|By Patrick Crutcher|
|Monday, 27 December 2010 01:02|
Their Phase 3 study evaluated the response of two patient groups receiving CORLUX, those patients who were glucose intolerant and those who were hypertensive. Corcept saw statistically significant improvements in the primary endpoint for both groups, with 60% responding in the glucose intolerant group and 43% in the hypertensive group. CORLUX was well-tolerated and appears to offer these patients some hope.

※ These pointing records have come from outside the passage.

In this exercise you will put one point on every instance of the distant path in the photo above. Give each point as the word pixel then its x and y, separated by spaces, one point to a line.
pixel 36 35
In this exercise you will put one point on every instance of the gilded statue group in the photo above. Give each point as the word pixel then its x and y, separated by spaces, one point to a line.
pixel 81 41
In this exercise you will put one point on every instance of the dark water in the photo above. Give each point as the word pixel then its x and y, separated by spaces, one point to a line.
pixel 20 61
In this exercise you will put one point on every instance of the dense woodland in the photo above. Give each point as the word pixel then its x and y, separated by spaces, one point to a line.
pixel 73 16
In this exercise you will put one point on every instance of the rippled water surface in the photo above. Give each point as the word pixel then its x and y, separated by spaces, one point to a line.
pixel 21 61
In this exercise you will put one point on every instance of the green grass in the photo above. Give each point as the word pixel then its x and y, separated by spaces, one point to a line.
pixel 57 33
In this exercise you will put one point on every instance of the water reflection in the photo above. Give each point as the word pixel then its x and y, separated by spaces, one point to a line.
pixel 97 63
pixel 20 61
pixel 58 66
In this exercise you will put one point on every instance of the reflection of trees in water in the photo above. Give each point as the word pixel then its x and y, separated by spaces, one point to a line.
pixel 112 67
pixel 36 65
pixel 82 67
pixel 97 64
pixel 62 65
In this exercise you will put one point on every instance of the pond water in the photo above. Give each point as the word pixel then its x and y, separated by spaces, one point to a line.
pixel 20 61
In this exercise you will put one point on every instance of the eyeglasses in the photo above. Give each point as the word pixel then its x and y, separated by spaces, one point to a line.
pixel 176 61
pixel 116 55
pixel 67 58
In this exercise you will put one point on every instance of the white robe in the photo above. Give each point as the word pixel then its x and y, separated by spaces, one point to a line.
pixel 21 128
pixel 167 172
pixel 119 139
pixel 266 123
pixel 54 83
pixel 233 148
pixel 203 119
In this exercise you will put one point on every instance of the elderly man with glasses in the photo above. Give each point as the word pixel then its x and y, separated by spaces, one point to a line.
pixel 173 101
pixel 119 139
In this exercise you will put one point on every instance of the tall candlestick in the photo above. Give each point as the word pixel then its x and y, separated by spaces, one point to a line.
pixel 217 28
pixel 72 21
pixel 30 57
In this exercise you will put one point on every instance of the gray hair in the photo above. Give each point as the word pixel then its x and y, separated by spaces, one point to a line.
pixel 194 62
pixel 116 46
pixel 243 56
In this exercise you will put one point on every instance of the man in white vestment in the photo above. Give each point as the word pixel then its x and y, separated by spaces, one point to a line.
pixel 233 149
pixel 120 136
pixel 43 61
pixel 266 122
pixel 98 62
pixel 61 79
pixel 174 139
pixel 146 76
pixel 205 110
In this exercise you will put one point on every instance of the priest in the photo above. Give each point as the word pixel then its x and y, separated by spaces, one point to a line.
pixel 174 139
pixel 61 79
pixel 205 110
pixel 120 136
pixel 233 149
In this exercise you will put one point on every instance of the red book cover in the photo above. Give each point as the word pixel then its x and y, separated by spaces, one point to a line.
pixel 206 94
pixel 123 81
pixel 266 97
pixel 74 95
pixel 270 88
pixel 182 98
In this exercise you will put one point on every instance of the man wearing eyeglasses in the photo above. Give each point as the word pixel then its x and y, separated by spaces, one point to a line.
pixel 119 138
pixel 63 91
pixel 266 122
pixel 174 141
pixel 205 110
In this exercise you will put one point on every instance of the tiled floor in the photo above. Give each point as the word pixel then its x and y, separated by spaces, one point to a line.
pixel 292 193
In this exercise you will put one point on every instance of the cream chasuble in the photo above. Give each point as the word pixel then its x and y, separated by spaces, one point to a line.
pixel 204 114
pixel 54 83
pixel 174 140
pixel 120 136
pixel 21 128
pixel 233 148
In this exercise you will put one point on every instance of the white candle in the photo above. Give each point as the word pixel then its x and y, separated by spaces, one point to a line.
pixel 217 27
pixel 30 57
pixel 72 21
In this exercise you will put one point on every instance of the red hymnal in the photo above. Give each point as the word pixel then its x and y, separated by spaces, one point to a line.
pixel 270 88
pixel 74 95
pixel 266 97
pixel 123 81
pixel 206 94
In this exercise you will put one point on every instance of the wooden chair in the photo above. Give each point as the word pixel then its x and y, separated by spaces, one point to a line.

Note that 90% of the patients who completed the Phase 3 study opted to enter the long-term extension study. Data on the secondary endpoint(global clinical improvement) is expected to be available in the first quarter of 2011. For orphan diseases like Cushing’s, secondary endpoints are very important and if CORLUX still demonstrates efficacy, it will lower the regulatory risk and make their program much more attractive.
Joseph Belanoff, M.D., Chief Executive Officer of Corcept said, “We remain on track to submit a New Drug Application (NDA) to the FDA for CORLUX in Cushing’s Syndrome by the end of the first quarter of 2011 and continue to work toward our goal of making CORLUX available to patients with this severe disease.”
CORLUX was granted Orphan Drug Designation by the FDA for the treatment of endogenous Cushing's Syndrome in 2007. With Orphan Drug Designation, Corcept will have seven years of marketing exclusivity from the date of drug approval and other economic benefits that will help them out a great deal. Reuters reported that Corlux could see $230 to $300 million in peak sales of Corlux, based on estimates from Global Hunter Securities' Kimberly Lee and Stifel Nicolaus' Annabel Samimy. Corcept will also be able to charge a premium for CORLUX and has little competition, since Novartis’ drug had some serious metabolic side effects(see link) that will likely end that program. Safety data wasn’t available with the topline results, but it’s positive to hear that most “of the serious adverse events (SAEs) reported in the study were not related to CORLUX treatment, as determined by the clinical investigators.” We will have to wait and see the complete safety analysis until then.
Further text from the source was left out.